From the bowels of 20th Century music comes a brilliant, anguished, humorous, grandiose-yet-understated recording from a talented Chicago-based quartet, Andrew Bird’s Bowl of Fire. Oh, the Grandeur! (Rykodisc) is a compelling follow-up to an equally intriguing 1997 debut album, Thrills. The group’s sound can be described with little hyperbole as a hybrid of jump blues, hot jazz, waltzing-gypsy swing.
Bowl of Fire is led by 24-year-old violinist Andrew Bird. His poetic vocals and mysterious aura simultaneously seem from a different era and totally of the moment. While at times a bit heavy-handed, there are still accessible, catchy hooks throughout the album. Oh, the Grandeur! is a satisfying sophomore effort that toes the thin line between genius and insanity.
Oh, the Grandeur! starts with an up-tempo gallop Candy Shop, which finds Bird trading off with guitarist Colin Bunn with jazzy freedom. The duo continues to gather steam on the catchy Wishing for Contentment. On this track, Bird and Bunn are aided by a talented rhythm section of Kevin O’Donnell on drums and Josh Hirsh on stand-up bass.
But the real star is violinist Bird, who shows off with emphatic fiddling on Vidalia, a bitter story about a sweet, healing fruit. Bird continues to fiddle, babble and scat on fun, up-tempo tunes with amusing, absurd vocals like Dora Goes to Town. He sings, she’s got a ham in her handbag / a pig in her purse. Bird continues to dazzle on a tango-tinged romp What’s Your Angle (Triangle)? and Coney Island Shuffle, a genre-defying danceable instrumental.
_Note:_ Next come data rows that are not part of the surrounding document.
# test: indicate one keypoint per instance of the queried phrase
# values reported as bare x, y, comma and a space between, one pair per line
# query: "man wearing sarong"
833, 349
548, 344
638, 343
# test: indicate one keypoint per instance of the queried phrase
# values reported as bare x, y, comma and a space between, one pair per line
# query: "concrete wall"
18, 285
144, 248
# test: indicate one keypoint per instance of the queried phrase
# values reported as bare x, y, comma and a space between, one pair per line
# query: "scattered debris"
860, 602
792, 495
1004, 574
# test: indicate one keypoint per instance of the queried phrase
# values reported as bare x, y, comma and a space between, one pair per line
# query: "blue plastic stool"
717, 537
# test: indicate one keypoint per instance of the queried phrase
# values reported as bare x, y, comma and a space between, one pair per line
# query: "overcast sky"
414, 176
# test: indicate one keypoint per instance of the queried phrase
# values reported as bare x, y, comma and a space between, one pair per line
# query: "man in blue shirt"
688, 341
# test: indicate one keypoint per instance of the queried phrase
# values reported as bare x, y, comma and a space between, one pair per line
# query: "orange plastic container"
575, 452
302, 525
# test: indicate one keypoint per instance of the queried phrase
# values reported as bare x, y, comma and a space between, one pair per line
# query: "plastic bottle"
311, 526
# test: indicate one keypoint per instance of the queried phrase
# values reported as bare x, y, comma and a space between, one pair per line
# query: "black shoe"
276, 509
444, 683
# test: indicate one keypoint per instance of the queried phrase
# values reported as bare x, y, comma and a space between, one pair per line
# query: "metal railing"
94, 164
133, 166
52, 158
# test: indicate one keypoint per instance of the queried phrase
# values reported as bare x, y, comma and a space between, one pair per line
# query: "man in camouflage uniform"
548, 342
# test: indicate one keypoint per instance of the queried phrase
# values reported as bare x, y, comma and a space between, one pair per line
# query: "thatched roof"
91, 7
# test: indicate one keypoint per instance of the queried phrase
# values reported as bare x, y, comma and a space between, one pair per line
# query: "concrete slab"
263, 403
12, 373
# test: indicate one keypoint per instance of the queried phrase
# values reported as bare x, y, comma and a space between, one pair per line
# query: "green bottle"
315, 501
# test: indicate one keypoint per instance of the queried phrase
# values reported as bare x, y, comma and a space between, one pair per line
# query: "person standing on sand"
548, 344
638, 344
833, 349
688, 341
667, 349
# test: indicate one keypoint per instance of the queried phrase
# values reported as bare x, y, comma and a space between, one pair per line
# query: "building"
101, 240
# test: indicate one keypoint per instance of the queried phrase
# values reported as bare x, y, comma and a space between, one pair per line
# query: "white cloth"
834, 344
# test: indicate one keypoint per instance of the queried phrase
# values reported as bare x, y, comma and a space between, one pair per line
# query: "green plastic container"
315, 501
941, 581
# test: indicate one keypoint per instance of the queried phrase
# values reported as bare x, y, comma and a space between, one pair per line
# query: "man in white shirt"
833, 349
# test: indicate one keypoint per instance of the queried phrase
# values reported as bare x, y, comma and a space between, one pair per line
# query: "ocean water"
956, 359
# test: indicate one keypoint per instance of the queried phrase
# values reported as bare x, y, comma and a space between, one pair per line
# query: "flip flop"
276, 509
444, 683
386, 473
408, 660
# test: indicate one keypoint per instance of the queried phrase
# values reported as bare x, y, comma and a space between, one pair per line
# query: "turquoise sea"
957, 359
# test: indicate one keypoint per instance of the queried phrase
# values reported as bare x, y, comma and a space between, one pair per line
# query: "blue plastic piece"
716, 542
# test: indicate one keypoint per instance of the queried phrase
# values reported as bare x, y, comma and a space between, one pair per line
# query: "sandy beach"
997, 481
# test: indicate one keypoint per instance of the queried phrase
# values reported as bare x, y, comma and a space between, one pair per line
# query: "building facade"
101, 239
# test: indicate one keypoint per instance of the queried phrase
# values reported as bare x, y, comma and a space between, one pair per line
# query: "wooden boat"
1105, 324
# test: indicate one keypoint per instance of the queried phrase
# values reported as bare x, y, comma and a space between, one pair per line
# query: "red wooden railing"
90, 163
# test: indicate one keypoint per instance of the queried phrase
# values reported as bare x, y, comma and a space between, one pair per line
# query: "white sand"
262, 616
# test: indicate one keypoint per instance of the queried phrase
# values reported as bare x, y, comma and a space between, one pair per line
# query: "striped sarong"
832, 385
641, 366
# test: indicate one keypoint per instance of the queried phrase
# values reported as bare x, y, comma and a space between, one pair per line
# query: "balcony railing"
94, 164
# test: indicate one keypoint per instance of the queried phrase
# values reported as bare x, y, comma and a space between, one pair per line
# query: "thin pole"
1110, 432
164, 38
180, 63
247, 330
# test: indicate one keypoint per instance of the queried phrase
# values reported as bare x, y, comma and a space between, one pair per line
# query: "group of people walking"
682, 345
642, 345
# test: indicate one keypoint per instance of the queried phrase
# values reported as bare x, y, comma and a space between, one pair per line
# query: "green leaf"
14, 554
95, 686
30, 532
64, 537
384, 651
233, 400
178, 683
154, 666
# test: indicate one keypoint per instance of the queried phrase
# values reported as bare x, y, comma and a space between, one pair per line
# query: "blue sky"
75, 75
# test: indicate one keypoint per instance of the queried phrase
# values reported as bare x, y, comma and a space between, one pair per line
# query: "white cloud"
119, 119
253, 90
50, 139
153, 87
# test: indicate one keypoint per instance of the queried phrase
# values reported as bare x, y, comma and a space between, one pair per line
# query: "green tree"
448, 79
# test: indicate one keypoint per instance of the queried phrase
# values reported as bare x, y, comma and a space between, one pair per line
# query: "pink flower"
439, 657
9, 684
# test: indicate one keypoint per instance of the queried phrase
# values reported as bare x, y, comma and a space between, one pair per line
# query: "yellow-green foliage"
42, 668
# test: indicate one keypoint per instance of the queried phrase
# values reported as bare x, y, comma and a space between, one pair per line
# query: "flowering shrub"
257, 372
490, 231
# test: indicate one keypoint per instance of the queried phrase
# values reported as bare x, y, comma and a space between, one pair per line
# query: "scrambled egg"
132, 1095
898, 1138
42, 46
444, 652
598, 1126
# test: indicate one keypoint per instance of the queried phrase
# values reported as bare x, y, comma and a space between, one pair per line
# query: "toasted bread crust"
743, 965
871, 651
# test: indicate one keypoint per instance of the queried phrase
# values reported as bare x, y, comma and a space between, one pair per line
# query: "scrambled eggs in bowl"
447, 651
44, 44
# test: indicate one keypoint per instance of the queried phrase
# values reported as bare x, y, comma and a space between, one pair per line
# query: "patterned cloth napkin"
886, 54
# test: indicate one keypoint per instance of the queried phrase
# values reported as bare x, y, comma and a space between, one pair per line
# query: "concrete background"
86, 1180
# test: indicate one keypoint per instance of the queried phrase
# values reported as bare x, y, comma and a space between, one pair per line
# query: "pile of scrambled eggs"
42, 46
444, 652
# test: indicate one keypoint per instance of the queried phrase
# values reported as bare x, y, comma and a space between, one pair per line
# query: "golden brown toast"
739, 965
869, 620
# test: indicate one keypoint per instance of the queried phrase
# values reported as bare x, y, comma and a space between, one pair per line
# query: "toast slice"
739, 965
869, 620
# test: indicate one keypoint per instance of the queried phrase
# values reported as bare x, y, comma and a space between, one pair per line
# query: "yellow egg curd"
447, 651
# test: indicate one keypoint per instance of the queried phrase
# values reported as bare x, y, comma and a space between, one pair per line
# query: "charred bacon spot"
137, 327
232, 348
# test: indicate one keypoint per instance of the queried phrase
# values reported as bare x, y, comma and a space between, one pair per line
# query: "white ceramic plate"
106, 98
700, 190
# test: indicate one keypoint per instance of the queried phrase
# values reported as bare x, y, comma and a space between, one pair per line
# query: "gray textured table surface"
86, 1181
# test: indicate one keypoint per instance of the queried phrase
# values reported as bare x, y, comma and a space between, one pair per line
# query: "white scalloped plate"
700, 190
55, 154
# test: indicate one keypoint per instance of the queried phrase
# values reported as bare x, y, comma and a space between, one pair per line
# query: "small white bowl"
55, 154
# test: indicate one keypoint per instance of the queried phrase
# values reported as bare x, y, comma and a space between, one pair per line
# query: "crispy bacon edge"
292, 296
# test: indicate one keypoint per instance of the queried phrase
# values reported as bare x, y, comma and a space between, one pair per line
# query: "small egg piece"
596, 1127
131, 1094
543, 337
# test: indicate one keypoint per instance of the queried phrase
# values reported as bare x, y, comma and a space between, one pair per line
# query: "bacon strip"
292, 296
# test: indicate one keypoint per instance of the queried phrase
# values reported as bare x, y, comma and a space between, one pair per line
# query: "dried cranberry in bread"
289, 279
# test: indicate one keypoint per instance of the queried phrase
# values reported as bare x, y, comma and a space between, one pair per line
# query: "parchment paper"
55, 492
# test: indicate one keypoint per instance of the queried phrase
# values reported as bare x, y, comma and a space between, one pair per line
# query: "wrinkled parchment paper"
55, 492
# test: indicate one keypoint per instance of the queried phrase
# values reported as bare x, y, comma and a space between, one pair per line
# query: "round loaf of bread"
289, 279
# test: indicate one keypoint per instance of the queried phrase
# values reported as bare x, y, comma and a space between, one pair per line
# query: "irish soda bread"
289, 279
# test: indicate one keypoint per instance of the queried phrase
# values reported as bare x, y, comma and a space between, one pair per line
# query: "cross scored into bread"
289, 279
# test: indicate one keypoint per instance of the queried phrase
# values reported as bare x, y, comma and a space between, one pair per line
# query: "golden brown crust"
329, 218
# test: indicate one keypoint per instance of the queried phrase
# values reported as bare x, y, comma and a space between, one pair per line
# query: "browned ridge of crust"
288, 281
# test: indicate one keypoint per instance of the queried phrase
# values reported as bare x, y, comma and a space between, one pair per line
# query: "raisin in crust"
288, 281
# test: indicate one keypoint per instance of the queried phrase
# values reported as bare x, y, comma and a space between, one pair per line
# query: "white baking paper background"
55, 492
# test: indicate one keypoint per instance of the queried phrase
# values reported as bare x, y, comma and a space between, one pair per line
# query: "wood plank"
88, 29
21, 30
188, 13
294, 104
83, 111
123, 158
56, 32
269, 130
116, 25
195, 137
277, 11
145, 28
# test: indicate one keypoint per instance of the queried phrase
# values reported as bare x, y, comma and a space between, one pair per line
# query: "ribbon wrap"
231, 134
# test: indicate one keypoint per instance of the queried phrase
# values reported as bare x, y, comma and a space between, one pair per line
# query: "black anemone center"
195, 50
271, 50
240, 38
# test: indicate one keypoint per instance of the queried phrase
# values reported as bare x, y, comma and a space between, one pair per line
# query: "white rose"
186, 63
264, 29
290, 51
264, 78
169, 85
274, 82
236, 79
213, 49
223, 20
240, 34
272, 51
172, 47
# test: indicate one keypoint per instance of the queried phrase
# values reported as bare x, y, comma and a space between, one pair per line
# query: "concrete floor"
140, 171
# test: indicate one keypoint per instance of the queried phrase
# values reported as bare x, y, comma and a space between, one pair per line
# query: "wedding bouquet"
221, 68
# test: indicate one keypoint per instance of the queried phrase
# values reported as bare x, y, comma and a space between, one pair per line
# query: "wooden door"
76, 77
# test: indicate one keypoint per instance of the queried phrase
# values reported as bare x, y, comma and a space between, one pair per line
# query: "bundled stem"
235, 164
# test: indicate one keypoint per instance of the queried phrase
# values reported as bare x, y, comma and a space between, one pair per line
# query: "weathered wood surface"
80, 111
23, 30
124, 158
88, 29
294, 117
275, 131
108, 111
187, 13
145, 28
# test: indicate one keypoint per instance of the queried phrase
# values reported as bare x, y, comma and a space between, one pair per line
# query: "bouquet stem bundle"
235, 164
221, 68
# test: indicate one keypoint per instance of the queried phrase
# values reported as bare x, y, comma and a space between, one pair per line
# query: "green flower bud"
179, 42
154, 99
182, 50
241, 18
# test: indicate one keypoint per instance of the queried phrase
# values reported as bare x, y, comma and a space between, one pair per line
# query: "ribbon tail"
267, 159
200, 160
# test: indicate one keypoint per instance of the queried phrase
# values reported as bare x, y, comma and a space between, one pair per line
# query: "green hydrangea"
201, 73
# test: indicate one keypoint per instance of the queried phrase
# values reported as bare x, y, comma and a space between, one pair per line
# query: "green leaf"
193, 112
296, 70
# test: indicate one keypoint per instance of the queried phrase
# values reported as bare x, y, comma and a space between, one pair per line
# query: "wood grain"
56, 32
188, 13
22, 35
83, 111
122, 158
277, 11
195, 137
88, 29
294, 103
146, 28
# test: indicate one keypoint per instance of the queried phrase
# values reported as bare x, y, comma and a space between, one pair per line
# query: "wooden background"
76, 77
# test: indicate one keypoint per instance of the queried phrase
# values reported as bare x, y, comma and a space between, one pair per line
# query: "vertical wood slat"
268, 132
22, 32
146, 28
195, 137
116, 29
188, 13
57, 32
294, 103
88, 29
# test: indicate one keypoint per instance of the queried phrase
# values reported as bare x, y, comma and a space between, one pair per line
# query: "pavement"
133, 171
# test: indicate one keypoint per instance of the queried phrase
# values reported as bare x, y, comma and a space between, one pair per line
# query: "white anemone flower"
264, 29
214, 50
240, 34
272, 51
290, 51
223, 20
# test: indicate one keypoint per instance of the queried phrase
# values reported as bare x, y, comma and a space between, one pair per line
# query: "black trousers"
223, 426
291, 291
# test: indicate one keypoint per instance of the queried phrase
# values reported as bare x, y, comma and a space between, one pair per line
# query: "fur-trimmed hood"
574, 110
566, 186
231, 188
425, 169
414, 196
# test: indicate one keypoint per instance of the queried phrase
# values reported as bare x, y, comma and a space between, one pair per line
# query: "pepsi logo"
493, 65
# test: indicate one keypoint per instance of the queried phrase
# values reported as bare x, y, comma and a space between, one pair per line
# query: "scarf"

Still, there’s more to this peculiar, brilliant frontman and group. Several songs examine the darker corners of the human psyche, touching on themes of mental illness and social detachment. On Tea & Thorazine, Bird grumbles to an ex-asylum inmate, I can tell by the way you take your infusion/You’ve spent some time in a mental institution/What a dream life would be if only/they let you keep your Etch-a-Sketch. Bird seems to have a slanted, somewhat bitter and removed outlook on the world.
More tales of human peculiarity and alienation appear on the brooding The Idiot’s Genius, Feetlips and a soft-turned-menacing Beware. On Beware, Bird warns, Don’t believe a thing that you might hear/at least from the last 30-40 years/It wasn’t long ago, just before the reign of Nero/We had no concept of zero/So beware.
The band proves its versatility with a sweet, sad ballad, The Confession. Bird croons you’re such a little privateer/as your confession draws more near with a tone reminiscent of a cool, sexy Chet Baker. The album ends on a bitter yet amusing note as Bird scolds a drunk, bleary-eyed audience on A Drinking Song (In the Grande Style). Bird toasts the drunks, wishing them all a hangover for their rude inattention to his performance. With a mischievous, smirky tone, Bird sings, May car alarms that sound around town/may their owners never be found.
The violinist sometimes appears as a sideman for the genre-bending, more commercial Squirrel Nut Zippers. Bird’s klezmer-inspired fiddle steals the show on several Zippers tunes such as Ghost of Steven Foster. While Bird and his Bowl of Fire may not have reached a huge audience, it seems the band is content to roam the land, playing smaller bars like The Black Cat, spreading the gospel, grass-roots style. The group’s hard work and talent deserve a much wider audience and appreciation. Andrew Bird’s Bowl of Fire continue to innovate, impress and amaze on Oh, the Grandeur!, one of the most interesting albums of the year.